So far what I can remember from books, I have encountered Patronus of a form belonging to Animal Kingdom only. Here's the list:

  • Harry Potter / James Potter: Stag

  • Hermione Granger: Otter

  • Ron Weasley: Jack Russell Terrier

  • Albus Dumbledore: Phoenix

  • Lily Potter / Snape: Doe

  • Ginny Weasley: Horse

  • Luna Lovegood: Hare

  • Nymphadora Tonks: Jack Rabbit

  • Remus Lupin / Nymphadora Tonks: Wolf

  • Minerva McGonagall / Dolores Umbridge: Cat

  • Kingsley Shacklebolt: Lynx

  • Arthur Weasley: Weasle

  • Cho Chang: Swan

  • Seamus Finnigan: Fox

  • Ernie Macmillan: Boar

  • Aberforth Dumbledore: Goat

I know that a Patronus is unique to a person and it can change because of emotional upheaval.

But, what exactly is the rule of creating Patronus form?

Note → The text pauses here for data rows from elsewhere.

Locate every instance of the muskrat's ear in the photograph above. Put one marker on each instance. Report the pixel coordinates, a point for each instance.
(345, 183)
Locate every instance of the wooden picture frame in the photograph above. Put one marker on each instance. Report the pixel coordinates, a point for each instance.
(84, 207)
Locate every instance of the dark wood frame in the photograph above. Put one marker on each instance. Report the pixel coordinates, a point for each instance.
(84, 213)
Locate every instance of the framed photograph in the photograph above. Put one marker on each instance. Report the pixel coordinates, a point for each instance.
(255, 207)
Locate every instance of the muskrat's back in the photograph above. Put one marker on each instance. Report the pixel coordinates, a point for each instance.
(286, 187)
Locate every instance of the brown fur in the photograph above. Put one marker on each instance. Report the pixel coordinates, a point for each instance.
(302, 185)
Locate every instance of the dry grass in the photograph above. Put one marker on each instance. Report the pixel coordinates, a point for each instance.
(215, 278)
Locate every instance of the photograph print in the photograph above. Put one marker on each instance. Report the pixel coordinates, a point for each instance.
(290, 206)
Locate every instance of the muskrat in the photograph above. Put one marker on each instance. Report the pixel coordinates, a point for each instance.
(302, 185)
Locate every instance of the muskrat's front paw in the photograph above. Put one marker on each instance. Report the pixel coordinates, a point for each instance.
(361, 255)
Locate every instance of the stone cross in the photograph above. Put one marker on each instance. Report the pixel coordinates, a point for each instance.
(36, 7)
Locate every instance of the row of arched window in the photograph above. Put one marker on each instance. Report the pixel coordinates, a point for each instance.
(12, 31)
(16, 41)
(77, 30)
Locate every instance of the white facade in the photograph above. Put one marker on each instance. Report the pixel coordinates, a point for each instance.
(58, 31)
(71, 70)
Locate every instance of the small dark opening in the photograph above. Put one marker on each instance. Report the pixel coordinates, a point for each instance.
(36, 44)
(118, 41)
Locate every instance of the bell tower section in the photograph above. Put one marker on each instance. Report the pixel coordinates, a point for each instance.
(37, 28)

Can I create a Patronus of a form X-wings or R2-D2 or Millennium Falcon or USS Enterprise-E or TARDIS?

  • Well I supposed if you were to identify as an attack helicopter your Patronus might look like one of those...
    – EvilSnack
    Oct 15 '18 at 5:24

According to Rowling, corporeal Patronus' are animals. If you want to be pedantic, you can argue that incorporeal Patronus' are non-animal Patronus'. But as JKR says, if it's a true Patronus, it's an animal.

The Patronus is the most famous (and famously difficult) defensive charm. The aim is to produce a silvery-white guardian or protector, which takes the form of an animal.


The incorporeal Patronus is not a true Patronus and while it will give limited protection, it cannot provide the defensive power of the corporeal Patronus, which has the form and substance of an animal.